Então o que é que é a felicidade? Parece que todos os seres humanos querem encontrar a felicidade, mas ninguém sabe exatamente o que é que ela significa. Só que enquanto nós não soubermos o que é que significa a felicidade, nós não só não vamos encontrá-la, como corremos o risco de encontrá-la e não saber que a encontramos.  

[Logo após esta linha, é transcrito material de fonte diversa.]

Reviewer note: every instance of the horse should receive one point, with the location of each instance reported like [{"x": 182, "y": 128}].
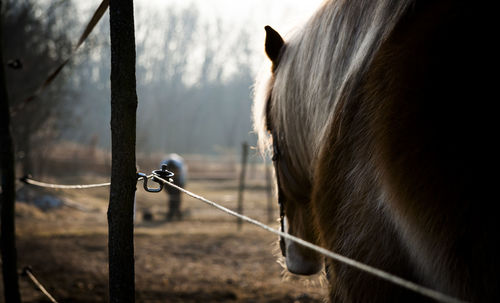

Vamos então tentar perceber o que é que é a felicidade e tentar perceber o que é que ela significa exatamente para ti. 

Para que tu possas orientar a tua vida para esta construção, porque eu acredito que a felicidade pode ser efetivamente construída, e para que possas perceber o que é se a encontrares ou quando a encontrares, há uma pergunta muito engraçada que é: Quanto feliz tu serias se fosses feliz?  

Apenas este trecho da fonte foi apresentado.